Severity: HIGH — these read as AI-generated promotional copy; referees will react badly.
Steps
-
Identify files to audit:
- If
$ARGUMENTS starts with a filename: audit that file only.
- If
$ARGUMENTS is all: audit all .qmd, .tex, .md files in Slides/, Quarto/, root, and master_supporting_docs/.
- Skip
.bib, .R, .py, code files, and any file under scripts/.
-
Parse --severity flag (default: report all).
--severity low → report all findings.
--severity med → suppress LOW findings.
--severity high → report only HIGH findings.
-
For each file, launch the humanize-auditor agent with the 10 detection categories.
-
Receive structured report from the agent. Format per finding:
line N | category | severity | current text | suggested rewrite or "remove"
-
Write report to quality_reports/humanize_<filename>_report.md. Include:
- Per-category counts (HIGH / MED / LOW)
- Per-finding table
- Summary recommendation (rough thresholds):
- > 8 HIGH findings per 1000 words: prose reads as AI-drafted. Author should rewrite the affected sections, not patch.
- 5–8 HIGH per 1000 words: substantial AI voice. Strip the tells before submission.
- < 5 HIGH per 1000 words: light cleanup; mostly cosmetic.
-
Present summary to user:
- Total findings per category
- Most concentrated paragraphs (top 3)
- Action recommendation (rewrite vs. strip vs. cosmetic)
Pairings
| When you've drafted prose with AI assistance | Run /humanize before submission. Pair with /proofread (grammar) and /verify-claims (citations). |
| When you wrote in your own voice | Run /humanize anyway — your own prose drifts toward LLM patterns after long sessions of AI-assisted work. |
| Submission-ready review | /review-paper --peer [journal] --variance 3 for substance, /humanize for voice, /verify-claims for facts. |
Anti-pattern: no --rewrite mode
We deliberately do not ship /humanize --rewrite. Cross-vendor research (Cursor / Aider community findings; cited in the v1.9.0 plan) finds that auto-rewriting prose to strip AI tells degrades quality more often than it improves it — the rewriter introduces its own AI tells. The detect-and-flag pattern preserves authorial voice; the cost is your editing time, which is exactly the cost we want to pay.

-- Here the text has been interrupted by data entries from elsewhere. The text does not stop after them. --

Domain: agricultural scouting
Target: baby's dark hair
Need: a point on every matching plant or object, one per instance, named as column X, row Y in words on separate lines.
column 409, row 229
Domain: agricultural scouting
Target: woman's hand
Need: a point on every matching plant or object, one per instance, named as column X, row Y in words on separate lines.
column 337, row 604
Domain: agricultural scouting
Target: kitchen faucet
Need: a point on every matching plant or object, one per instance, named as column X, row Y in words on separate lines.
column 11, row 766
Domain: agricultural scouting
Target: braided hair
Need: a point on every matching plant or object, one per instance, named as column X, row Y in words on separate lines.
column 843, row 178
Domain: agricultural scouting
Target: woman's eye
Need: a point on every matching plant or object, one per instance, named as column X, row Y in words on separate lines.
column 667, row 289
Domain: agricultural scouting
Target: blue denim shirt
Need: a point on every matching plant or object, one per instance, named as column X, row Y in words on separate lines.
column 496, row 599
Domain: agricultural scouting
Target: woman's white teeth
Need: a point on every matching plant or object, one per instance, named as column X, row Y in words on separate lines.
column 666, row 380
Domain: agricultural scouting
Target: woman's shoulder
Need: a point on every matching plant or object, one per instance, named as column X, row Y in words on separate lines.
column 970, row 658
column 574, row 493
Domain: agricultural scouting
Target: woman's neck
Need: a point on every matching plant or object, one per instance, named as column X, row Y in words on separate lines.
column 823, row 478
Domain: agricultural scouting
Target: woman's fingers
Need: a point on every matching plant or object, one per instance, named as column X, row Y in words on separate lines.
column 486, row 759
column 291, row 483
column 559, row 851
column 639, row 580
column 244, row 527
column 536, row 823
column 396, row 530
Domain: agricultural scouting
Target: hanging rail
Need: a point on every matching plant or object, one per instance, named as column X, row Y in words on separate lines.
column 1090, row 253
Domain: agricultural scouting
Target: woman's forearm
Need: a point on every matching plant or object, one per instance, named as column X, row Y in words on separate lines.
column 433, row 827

If you find yourself reaching for an auto-rewriter, that's the signal to rewrite the paragraph from scratch — not to patch the tells one by one.
Output
- Report at
quality_reports/humanize_<filename>_report.md (gitignored).
- Summary to the conversation: counts per category, top concentrated paragraphs, action recommendation.
- No file edits. The user reads the report and applies changes manually.